For Robert Penn Warren
Reckless and white as a flashlight beam cast
into some dark corner, the moon
insists on the deeper blackness
surrounding it. Perhaps it wishes
to be a woman or a window,
cushioning everything, full of itself
for the moment, yet frightened, like any egotist.
But still the stars patiently insist
on their presence, pinholes to nothingness.
When else would I walk on such a night in the world?
Half answers suggest themselves.
The body consumes and wanes, collapses.
We get to watch how everyone
dies who dies before us,
how birds rest.
And yet while night solidifies,
we can continue our discussion
in our effort to open the gift of the world,
our hope to find years
in this box we tear apart.
Birds do not count in our calibration.
They crack time randomly, as if it were seeds.

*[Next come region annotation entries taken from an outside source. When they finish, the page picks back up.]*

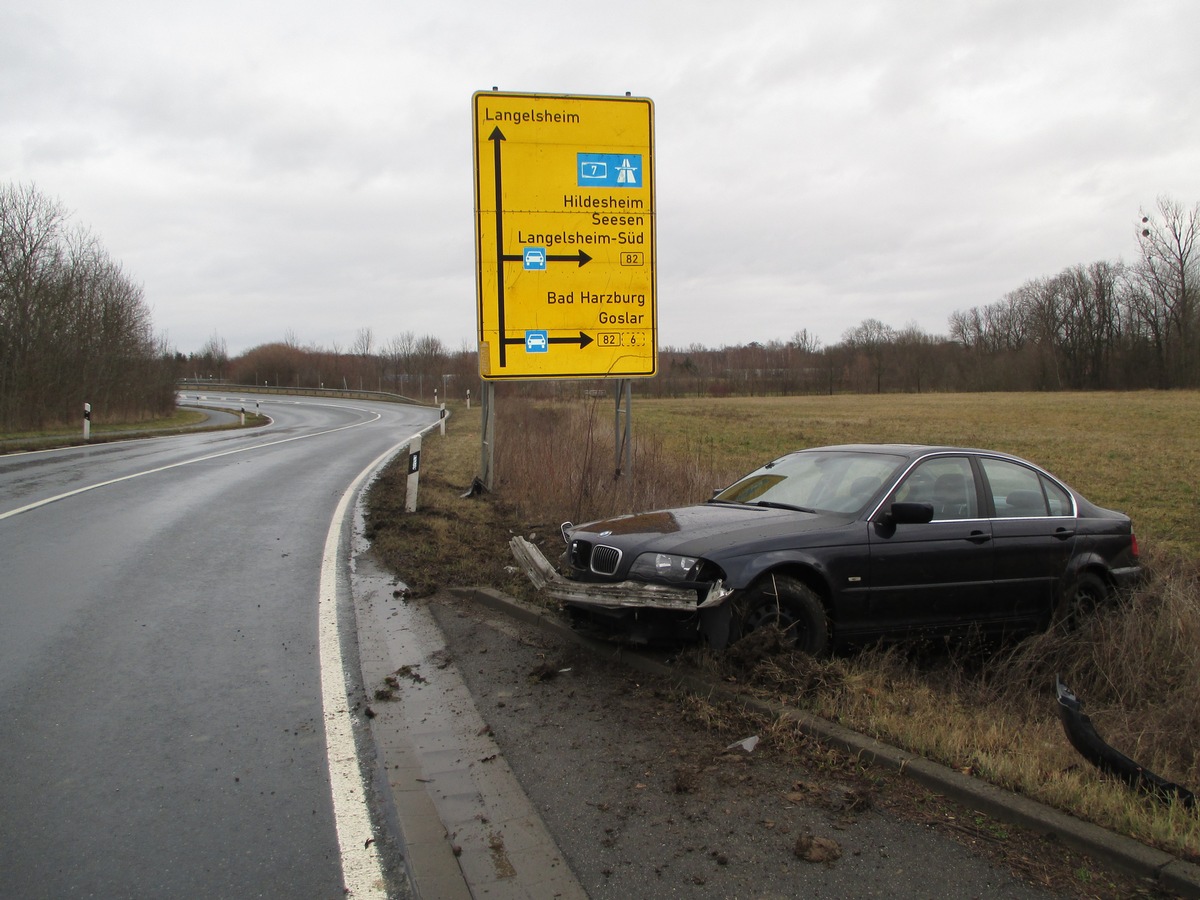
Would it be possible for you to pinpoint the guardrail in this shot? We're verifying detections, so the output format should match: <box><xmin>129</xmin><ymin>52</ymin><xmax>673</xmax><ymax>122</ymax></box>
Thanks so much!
<box><xmin>175</xmin><ymin>379</ymin><xmax>434</xmax><ymax>407</ymax></box>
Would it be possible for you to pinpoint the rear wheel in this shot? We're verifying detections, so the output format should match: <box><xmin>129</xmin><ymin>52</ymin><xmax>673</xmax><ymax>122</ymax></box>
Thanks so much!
<box><xmin>731</xmin><ymin>575</ymin><xmax>829</xmax><ymax>656</ymax></box>
<box><xmin>1054</xmin><ymin>572</ymin><xmax>1109</xmax><ymax>628</ymax></box>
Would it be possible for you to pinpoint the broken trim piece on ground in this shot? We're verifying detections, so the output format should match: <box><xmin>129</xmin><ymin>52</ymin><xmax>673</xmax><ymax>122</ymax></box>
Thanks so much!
<box><xmin>1055</xmin><ymin>677</ymin><xmax>1196</xmax><ymax>809</ymax></box>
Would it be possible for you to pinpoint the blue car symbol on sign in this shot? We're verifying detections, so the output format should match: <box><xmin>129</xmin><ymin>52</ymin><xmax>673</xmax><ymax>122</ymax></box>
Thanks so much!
<box><xmin>523</xmin><ymin>247</ymin><xmax>546</xmax><ymax>271</ymax></box>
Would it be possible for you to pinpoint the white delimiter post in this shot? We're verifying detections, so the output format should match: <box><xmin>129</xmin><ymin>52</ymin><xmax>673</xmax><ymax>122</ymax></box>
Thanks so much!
<box><xmin>404</xmin><ymin>434</ymin><xmax>421</xmax><ymax>512</ymax></box>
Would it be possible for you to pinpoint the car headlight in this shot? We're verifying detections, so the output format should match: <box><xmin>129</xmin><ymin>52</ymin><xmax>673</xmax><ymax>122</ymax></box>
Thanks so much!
<box><xmin>629</xmin><ymin>553</ymin><xmax>700</xmax><ymax>581</ymax></box>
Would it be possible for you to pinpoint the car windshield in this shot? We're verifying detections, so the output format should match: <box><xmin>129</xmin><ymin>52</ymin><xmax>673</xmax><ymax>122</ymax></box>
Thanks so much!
<box><xmin>713</xmin><ymin>450</ymin><xmax>905</xmax><ymax>515</ymax></box>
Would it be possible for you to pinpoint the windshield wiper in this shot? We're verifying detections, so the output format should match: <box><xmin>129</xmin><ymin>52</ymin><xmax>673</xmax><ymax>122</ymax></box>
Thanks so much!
<box><xmin>751</xmin><ymin>500</ymin><xmax>816</xmax><ymax>512</ymax></box>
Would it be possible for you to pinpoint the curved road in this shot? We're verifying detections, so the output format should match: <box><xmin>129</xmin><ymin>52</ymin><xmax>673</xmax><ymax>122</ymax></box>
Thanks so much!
<box><xmin>0</xmin><ymin>396</ymin><xmax>437</xmax><ymax>899</ymax></box>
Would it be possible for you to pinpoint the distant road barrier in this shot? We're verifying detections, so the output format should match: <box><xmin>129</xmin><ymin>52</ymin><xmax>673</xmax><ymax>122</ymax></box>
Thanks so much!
<box><xmin>175</xmin><ymin>378</ymin><xmax>434</xmax><ymax>407</ymax></box>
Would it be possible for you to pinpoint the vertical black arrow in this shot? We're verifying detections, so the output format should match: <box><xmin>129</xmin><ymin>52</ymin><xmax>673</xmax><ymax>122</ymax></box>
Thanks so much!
<box><xmin>487</xmin><ymin>126</ymin><xmax>508</xmax><ymax>368</ymax></box>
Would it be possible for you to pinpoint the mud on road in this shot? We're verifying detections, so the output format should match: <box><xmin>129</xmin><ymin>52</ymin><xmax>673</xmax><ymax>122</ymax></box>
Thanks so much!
<box><xmin>400</xmin><ymin>594</ymin><xmax>1153</xmax><ymax>898</ymax></box>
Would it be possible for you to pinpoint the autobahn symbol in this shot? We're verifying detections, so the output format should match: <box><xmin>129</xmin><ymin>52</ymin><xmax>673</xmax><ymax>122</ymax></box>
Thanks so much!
<box><xmin>473</xmin><ymin>91</ymin><xmax>658</xmax><ymax>379</ymax></box>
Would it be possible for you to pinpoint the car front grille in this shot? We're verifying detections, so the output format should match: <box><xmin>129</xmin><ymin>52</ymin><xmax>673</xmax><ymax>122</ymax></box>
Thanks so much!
<box><xmin>568</xmin><ymin>540</ymin><xmax>620</xmax><ymax>575</ymax></box>
<box><xmin>592</xmin><ymin>544</ymin><xmax>620</xmax><ymax>575</ymax></box>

With sudden unaccountability
they start up and disappear.
And yet, in some way all of this
is beside the point, for what can we do
except continue our conversation,
and what would we gain if we disappeared?
They tell us that this is so.
Do you have any songs from your childhood
you still use to sing yourself to sleep?
Being, mind, ego: the moon loves itself
in cloud shimmers, dancing as if it had pulled
a scant nightie off a laundry line
to clown with.
We can only walk while there is light.